Along with the apples, the garage was also where Chick’s next-door neighbour kept her two-seater Triumph Spitfire. I coveted that car and longed to be old enough to own it. Dad was not impressed with it though. He could see below the gleaming blue paintwork with its gold-lined coachwork to the rust and the pools of oil. I could only see – skies full of larks and country lanes stretched out before the windshield and a westering sun that never quite set. The storing of the apples was, for me, the worst part of the job. The endless task of carefully placing them in the wooden crates so they didn’t rub, covering some in newspapers. There were always newspapers there. Stacks of them, neatly tied up with twine the way you’d see them being delivered to newsagents. Beside them, there’d be a small stack of Women’s Realm and Women’s Weekly filled with knitting patterns Victoria sponge cakes and stories about flustered women saving men with sad smiles and trilby hats. Wendy used to call them ‘knit your Queen mother’ magazines. Sometimes Mum would tear out a recipe and keep it in the kitchen drawer. And having carefully stacked the apples in their crates, Dad would lift them up to store them under the eaves where our old spangle coloured rubber bucket and spade were hanging – remnants from the bygone days when Grandpie was still alive and they lived by the sea at Beltinge.

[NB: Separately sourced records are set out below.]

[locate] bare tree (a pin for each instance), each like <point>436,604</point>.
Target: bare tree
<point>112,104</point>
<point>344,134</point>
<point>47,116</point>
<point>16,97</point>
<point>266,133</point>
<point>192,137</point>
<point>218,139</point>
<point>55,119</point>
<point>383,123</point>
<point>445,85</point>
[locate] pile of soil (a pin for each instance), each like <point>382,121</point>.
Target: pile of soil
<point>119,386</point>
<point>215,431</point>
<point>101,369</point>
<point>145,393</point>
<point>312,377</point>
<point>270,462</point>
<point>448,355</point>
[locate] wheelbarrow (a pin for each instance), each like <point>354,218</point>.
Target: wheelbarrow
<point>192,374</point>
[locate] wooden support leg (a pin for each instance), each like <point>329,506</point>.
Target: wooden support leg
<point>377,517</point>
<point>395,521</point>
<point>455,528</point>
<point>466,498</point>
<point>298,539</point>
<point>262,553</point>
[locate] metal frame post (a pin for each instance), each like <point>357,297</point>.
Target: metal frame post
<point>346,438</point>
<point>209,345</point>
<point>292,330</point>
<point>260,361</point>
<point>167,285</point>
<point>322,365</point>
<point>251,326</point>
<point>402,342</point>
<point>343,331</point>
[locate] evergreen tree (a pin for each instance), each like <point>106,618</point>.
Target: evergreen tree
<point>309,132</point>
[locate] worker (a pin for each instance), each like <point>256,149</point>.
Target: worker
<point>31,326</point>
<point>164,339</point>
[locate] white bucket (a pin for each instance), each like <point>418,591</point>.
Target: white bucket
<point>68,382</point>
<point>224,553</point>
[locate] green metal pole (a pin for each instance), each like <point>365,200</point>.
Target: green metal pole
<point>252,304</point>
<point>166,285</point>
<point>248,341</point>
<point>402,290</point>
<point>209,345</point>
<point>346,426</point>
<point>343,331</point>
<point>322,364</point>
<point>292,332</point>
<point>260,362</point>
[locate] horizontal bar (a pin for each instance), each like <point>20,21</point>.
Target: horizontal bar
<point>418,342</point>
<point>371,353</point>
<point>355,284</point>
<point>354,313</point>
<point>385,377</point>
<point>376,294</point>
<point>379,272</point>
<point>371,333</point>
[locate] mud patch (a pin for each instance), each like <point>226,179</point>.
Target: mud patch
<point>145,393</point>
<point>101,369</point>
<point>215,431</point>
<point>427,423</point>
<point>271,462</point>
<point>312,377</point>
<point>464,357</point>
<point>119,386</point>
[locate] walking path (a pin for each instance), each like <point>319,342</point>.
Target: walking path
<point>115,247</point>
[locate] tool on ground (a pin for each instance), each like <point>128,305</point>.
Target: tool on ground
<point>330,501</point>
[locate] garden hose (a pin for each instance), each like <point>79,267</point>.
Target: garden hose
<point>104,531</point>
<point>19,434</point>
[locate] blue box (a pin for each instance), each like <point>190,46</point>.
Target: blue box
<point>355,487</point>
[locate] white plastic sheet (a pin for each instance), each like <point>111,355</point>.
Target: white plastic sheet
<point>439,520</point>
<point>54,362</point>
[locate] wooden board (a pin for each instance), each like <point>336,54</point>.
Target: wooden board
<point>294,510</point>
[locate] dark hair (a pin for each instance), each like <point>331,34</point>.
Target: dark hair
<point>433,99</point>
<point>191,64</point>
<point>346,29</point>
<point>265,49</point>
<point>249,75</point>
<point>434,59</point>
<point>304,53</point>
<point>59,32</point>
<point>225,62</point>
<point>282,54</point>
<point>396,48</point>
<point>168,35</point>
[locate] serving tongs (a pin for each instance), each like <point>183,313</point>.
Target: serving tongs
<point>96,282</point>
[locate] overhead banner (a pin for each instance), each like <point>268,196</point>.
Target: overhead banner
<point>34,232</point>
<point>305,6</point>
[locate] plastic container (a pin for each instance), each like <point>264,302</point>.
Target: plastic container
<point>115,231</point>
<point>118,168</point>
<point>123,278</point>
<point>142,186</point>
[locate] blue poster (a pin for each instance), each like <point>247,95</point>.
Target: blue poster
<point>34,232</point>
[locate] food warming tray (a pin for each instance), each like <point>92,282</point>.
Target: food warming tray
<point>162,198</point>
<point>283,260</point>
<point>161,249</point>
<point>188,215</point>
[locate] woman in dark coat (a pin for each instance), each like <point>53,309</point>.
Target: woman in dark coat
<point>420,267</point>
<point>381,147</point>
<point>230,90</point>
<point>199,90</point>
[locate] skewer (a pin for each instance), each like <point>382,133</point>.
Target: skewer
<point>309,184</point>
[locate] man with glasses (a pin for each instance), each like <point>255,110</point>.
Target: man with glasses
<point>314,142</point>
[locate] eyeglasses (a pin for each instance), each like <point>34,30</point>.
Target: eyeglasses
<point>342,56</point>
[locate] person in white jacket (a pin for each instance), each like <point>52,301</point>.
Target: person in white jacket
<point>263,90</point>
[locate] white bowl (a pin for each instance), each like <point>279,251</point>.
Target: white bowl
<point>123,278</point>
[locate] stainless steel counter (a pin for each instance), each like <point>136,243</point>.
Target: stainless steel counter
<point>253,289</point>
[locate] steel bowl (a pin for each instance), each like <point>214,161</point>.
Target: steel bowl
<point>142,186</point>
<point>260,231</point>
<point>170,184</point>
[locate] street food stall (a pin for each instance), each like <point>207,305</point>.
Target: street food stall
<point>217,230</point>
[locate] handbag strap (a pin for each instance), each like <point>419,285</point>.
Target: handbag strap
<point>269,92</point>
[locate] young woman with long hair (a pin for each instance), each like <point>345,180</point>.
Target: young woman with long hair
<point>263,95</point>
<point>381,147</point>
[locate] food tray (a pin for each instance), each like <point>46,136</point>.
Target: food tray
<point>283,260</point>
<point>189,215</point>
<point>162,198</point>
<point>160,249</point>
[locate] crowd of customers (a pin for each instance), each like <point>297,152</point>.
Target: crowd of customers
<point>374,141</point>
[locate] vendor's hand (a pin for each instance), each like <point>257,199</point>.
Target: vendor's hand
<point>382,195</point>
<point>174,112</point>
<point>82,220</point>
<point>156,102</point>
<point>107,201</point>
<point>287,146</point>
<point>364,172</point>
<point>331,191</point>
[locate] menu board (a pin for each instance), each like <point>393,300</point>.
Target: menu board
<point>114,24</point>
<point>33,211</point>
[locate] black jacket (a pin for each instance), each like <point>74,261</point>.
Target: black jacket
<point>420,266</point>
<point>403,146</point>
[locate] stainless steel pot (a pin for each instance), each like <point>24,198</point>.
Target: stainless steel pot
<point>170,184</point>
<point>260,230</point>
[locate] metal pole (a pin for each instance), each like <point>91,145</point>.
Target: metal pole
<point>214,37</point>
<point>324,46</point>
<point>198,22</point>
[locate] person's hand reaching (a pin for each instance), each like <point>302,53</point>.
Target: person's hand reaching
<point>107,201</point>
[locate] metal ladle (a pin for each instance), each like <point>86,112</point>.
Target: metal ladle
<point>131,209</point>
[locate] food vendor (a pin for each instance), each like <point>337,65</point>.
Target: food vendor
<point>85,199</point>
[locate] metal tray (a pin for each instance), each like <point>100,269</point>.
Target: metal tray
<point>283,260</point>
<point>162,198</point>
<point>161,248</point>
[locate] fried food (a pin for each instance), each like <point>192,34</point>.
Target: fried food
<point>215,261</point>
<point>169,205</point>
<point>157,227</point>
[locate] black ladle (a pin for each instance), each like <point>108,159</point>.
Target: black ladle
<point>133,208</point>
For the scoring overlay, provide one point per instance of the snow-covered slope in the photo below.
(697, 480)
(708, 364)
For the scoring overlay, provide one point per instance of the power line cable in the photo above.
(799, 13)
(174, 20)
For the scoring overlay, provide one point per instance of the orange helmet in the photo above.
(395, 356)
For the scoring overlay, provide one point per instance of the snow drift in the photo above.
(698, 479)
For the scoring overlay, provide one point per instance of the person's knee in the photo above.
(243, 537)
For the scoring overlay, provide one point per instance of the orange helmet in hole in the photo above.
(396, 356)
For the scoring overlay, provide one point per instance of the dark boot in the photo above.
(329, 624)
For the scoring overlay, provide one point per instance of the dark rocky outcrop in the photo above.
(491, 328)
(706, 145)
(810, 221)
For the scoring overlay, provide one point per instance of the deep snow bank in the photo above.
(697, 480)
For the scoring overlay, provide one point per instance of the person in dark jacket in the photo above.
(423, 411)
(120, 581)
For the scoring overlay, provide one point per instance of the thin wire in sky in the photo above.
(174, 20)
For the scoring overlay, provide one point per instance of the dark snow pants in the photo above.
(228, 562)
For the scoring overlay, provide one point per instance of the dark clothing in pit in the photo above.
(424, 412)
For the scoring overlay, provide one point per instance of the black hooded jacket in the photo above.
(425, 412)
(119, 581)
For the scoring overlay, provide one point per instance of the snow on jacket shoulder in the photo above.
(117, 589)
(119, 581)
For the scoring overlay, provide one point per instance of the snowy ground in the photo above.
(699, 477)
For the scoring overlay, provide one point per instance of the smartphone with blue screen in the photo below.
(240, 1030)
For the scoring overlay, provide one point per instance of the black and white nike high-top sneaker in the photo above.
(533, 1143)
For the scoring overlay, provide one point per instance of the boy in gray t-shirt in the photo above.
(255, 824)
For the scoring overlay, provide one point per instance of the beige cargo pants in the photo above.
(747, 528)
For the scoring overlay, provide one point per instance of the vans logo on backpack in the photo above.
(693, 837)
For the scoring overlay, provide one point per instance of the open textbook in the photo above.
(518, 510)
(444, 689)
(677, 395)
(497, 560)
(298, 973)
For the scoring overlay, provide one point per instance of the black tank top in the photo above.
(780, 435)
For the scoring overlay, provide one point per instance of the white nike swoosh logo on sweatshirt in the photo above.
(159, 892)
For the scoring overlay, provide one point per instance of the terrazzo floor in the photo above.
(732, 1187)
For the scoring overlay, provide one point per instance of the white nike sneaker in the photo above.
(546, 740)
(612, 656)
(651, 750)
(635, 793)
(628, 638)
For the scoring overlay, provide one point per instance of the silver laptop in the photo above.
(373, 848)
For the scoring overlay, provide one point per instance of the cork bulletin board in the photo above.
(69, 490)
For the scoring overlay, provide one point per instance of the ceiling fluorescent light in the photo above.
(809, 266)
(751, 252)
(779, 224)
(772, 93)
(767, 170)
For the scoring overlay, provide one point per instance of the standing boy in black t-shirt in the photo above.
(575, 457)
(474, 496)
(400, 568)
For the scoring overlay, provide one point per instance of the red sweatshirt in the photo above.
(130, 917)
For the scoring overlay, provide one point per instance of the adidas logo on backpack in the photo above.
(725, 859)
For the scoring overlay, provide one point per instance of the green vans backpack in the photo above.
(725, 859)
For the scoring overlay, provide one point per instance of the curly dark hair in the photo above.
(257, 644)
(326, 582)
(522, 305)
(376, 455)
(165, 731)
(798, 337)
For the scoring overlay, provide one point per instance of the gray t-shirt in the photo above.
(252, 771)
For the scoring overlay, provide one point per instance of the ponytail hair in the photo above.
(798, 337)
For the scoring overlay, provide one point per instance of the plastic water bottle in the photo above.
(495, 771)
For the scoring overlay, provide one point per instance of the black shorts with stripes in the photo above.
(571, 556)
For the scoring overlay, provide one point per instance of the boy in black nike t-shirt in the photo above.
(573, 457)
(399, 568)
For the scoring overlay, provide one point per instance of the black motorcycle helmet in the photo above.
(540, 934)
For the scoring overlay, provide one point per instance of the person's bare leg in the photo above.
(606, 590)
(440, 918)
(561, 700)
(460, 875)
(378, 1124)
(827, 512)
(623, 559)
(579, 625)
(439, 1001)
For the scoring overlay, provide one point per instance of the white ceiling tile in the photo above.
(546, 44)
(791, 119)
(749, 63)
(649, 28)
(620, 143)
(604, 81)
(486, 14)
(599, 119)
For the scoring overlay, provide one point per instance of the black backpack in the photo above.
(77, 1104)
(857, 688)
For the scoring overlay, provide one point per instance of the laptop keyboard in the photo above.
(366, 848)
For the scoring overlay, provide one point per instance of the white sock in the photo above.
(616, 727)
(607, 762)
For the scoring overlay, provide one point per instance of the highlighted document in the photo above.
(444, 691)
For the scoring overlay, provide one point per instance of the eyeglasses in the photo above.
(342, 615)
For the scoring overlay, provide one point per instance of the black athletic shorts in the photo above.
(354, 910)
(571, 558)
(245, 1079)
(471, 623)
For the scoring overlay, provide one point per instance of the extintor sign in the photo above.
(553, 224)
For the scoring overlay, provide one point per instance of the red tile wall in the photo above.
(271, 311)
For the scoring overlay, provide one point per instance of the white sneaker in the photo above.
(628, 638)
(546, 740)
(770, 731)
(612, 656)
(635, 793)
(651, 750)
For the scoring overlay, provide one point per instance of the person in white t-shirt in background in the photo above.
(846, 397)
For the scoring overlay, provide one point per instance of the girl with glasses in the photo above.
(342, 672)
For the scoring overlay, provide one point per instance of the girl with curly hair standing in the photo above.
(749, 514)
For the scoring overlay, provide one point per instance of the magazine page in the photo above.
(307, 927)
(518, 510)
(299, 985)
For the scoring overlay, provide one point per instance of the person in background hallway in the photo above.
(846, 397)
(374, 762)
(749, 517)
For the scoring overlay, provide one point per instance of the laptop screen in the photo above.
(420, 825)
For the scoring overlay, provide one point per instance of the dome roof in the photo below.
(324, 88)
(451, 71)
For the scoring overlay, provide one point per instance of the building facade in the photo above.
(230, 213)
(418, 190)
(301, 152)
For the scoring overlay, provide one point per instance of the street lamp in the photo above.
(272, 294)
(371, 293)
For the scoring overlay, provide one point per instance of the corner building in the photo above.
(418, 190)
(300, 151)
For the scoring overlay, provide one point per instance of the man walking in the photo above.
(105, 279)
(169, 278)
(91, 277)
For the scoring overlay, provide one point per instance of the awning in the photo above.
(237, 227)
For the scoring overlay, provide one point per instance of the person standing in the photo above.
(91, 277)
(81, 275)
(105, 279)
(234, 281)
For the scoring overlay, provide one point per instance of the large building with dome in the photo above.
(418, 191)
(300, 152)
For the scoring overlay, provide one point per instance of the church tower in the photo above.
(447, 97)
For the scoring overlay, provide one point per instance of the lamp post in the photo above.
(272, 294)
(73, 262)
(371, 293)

I guess that there was one autumn that was my last apple-picking time. That I would never again smell that sweet waxy smell of fresh picked apples in that same way, or feel the ladder shift below me as I tried to reach the last monster at the end of a branch, or feel the knotted wicker handle of her basket. But at the time I didn’t know. I wouldn’t know it, until too late. Until looking back it had merged with all the other apple harvests that we had in that back garden of a bungalow that Queen Elizabeth 1 had once looked out upon. Such are autumns – the mist and haze that blurs the boundary of summer and winter... and, sometimes, our memories.
This is the narrowboat Erica signing off for the night and wishing you a very restful and peaceful night. Good night.